I have to say, there are some promising neighborhoods out here in which I could find a place, provided I'm willing to shell out the cash required. It's not arbitrary; rent prices definitely do reflect quality of environment. The closer you are to some home-grown, artsy downtown, the more it costs you. As well, the nearer you are to potted-plant-lined, brick roads flanked by large national chains of a certain caliber (read: Ann Taylor Loft, DSW shoes, Macaroni Grill), the more those apartments will go for. And, in both cases, the rent is sky-high (pun intended) even if you will barely be able to make out the store rooftops from your nosebleed balcony 15+ stories above the street. The reasonably priced digs are, well, less appealing.

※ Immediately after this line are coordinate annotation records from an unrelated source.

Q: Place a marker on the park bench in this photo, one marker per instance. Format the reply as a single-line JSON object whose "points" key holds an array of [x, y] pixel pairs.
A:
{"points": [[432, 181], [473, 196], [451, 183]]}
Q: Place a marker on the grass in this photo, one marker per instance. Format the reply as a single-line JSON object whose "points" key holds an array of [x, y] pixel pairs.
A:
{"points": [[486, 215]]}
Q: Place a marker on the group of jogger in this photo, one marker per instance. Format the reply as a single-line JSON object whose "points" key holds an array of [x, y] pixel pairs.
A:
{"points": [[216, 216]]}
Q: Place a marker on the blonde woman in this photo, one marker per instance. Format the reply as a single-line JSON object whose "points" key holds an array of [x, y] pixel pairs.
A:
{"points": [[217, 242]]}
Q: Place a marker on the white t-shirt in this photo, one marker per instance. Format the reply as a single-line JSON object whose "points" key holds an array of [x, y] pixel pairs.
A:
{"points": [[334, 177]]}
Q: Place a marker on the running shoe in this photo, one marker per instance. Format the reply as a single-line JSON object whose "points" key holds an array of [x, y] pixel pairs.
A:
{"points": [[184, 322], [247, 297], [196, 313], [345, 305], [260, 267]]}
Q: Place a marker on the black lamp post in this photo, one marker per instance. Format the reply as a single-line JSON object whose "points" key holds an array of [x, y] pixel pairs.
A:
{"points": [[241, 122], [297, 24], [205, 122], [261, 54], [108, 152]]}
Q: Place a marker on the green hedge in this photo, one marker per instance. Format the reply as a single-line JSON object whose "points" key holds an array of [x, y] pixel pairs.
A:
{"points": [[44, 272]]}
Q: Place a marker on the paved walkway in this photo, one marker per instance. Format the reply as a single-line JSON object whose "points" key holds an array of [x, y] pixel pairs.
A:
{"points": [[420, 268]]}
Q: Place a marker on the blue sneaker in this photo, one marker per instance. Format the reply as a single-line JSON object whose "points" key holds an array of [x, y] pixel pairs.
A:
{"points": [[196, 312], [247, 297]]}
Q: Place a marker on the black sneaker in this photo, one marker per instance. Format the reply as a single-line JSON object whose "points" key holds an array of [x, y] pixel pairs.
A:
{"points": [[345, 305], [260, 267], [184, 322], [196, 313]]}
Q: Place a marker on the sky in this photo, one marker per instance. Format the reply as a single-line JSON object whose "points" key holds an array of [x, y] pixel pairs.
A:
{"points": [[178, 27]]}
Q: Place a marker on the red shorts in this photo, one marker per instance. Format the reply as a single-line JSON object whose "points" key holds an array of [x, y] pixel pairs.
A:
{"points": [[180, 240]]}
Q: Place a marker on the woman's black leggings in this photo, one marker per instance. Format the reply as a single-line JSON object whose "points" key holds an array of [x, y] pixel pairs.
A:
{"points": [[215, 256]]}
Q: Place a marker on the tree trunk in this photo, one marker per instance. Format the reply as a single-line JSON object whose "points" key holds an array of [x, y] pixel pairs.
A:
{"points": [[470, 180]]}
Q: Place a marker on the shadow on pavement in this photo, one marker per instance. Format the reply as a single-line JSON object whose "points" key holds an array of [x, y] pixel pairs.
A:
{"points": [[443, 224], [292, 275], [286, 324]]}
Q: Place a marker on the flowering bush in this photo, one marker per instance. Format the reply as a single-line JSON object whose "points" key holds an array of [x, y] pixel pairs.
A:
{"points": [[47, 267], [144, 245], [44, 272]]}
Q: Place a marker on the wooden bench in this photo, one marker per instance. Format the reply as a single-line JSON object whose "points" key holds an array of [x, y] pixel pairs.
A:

I'm not interested in having the metro stop parking lot across the street from my characterless complex of twenty buildings with their slowly rusting patio railings. I'm hoping to have neighbors who respect their property enough to put trash in the ubitquitous dumpsters and not on the sidewalks (or, even worse, NEXT to the dumpsters). And, I certainly do not want to see eighteen-year old men meandering around the lots with bottle-shaped paper bags lifted indelicately to their maws. I lived on college campuses for ten years, thank-you-very-much, and it's time to move on. (Not that twenty-five to thirty-five year old guys need to be boozing in my future parking lot, either.)
That's right, I think I've finally established some criteria for this hunt. But it did take me viewing a basement apartment in boring suburbia where my landlady would have been upwards of 80 years old (but allegedly quiet). In this scenario I could have had a red pleather bar in my living room, wood veneer paneling in the bedroom, and - wait for it - the shower in the kitchen area. Naturally. Where else does one put a shower, but right beside the utility sink, washer/dryer, and refridgerator?
Along with my very trusty apartment-hunting companion, Danny (who has a very nice apartment in a cool neighborhood that he's quite pleased with), I have seen misnamed high-rises ("The Chateau" has a beautiful view of the I-95/I-495 interchange), cool little townhouses built in the '30s as part of a co-op, a plethora of stripmalls headlined by Starbucks, darling red-brick houses subdivided into studios, and more terrible advertisements by the giant management companies populating this area than I could have thought possible.